Search code examples
pythonpyinstallerpy2exeauto-py-to-exefeather

Reading/writing apache feather files from a compiled python script fails


I'm trying to create a script that converts a csv file to a feather file, then compile that script to a stand-alone exe which can be invoked from other applications supplying two parameters - path to a csv file and a path to the output feather file.

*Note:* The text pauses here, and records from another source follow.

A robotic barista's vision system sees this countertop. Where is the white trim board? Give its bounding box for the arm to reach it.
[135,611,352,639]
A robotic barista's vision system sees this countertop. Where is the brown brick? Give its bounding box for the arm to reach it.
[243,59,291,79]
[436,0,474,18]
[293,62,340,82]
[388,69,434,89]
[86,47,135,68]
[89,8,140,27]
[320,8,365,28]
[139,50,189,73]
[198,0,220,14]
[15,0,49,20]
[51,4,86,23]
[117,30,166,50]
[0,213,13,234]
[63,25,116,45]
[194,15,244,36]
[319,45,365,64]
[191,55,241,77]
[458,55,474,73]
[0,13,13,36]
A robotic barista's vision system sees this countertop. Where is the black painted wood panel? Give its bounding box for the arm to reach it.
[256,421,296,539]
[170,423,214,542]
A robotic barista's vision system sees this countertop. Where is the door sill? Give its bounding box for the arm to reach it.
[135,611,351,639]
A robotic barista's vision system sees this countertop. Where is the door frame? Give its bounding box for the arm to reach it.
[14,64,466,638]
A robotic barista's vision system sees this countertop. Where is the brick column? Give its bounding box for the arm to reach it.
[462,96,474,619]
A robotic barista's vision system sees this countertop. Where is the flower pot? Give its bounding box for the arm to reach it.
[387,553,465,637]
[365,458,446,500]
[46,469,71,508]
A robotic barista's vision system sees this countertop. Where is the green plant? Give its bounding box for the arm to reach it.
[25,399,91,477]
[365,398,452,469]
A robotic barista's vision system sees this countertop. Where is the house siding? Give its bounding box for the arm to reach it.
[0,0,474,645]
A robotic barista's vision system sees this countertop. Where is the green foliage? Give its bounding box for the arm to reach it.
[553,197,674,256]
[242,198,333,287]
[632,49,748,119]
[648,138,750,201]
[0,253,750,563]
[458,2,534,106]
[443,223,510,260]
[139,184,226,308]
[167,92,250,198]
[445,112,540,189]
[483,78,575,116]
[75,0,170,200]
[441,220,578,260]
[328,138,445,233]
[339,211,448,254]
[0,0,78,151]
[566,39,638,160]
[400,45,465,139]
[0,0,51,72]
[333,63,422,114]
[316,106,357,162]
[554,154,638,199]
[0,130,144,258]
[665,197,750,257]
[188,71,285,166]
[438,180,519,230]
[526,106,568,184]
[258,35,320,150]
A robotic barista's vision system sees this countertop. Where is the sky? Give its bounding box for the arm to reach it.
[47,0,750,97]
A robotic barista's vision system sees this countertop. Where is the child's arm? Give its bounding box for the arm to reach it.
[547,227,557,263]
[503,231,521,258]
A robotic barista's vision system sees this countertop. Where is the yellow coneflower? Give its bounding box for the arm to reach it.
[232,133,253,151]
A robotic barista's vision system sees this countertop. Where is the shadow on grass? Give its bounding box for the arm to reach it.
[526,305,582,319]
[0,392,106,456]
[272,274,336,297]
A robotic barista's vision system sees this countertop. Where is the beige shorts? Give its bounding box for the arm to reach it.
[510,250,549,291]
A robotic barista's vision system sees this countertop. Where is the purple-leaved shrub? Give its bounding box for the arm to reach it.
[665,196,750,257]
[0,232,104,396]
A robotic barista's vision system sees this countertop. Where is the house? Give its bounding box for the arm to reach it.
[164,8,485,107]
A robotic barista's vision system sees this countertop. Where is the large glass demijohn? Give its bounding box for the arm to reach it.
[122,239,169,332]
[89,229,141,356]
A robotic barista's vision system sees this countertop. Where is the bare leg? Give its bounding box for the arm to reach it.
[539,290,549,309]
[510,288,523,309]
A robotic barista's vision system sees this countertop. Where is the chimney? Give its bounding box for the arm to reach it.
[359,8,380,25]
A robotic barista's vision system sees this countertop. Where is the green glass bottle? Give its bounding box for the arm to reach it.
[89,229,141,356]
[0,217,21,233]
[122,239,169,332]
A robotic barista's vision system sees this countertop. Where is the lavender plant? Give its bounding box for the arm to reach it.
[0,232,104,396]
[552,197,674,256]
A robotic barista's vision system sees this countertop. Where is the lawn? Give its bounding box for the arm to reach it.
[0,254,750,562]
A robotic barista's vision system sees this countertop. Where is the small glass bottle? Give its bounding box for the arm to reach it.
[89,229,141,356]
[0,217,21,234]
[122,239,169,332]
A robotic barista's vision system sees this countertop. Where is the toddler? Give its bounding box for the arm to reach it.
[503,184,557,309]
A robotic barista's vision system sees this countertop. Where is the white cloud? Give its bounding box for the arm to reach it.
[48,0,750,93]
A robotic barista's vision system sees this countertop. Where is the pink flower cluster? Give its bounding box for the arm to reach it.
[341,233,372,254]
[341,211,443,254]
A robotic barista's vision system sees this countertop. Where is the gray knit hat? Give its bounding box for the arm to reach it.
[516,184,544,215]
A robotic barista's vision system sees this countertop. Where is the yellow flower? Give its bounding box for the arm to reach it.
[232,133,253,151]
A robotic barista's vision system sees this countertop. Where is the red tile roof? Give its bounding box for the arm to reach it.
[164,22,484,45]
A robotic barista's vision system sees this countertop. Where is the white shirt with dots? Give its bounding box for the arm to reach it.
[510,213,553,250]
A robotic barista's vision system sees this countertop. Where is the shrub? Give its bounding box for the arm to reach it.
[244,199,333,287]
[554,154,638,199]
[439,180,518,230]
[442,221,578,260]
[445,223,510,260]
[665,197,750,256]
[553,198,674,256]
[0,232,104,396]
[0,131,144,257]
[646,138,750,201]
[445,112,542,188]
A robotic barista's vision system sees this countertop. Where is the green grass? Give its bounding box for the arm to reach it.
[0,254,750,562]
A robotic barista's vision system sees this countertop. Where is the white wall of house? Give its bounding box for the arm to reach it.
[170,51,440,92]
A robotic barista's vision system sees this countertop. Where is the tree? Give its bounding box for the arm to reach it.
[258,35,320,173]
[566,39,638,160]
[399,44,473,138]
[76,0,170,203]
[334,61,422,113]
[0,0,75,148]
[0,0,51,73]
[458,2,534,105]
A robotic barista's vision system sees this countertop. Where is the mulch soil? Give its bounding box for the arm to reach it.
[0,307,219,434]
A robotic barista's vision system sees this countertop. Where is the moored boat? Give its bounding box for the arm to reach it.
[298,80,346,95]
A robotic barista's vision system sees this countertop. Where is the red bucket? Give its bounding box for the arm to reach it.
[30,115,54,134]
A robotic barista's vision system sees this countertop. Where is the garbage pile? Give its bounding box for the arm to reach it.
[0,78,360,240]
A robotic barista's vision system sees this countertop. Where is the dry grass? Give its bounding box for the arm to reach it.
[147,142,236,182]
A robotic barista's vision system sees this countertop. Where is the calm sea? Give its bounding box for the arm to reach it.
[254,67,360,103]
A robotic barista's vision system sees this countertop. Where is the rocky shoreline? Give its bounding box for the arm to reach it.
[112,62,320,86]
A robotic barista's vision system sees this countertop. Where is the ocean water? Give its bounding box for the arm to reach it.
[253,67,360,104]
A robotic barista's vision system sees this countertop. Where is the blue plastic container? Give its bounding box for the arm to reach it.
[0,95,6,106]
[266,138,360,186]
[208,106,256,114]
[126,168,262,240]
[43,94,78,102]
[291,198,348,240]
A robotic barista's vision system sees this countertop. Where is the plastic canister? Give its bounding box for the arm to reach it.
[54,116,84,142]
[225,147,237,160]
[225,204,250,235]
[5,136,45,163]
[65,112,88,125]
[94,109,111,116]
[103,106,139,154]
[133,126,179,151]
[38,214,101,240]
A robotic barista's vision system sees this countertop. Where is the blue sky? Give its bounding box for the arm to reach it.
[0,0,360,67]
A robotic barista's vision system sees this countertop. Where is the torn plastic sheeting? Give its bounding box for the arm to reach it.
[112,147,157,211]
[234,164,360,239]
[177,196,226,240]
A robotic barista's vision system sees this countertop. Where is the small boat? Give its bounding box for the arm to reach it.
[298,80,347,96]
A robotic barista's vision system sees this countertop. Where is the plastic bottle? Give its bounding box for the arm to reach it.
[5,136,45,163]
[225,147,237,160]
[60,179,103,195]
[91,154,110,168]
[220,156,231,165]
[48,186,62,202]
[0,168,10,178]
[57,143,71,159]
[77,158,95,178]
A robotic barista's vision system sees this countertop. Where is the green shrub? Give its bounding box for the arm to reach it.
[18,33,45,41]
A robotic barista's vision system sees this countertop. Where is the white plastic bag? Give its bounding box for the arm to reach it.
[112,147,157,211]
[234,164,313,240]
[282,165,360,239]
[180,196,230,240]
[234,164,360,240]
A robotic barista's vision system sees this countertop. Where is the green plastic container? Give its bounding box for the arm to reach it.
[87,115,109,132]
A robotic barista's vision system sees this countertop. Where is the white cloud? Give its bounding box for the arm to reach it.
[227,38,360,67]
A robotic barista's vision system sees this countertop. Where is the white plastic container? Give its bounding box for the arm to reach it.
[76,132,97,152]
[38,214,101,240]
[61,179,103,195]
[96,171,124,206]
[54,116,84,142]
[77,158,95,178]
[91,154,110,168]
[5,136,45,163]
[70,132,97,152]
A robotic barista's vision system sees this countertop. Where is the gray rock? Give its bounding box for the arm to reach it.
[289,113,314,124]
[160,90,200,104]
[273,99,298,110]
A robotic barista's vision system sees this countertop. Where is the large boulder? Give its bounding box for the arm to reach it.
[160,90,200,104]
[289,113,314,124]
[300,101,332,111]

Environment is Windows 10, Python 311. I've created, and successfully run, a script that does what's required when invoked from the command line like:

python arraowreadfeather.py C:\temp\Feather_test\data.csv C:\temp\Feather_test\data.feather

I've compiled the script to an exe using three tools freely available - py2exe, pyinstaller and auto-py-to-exe.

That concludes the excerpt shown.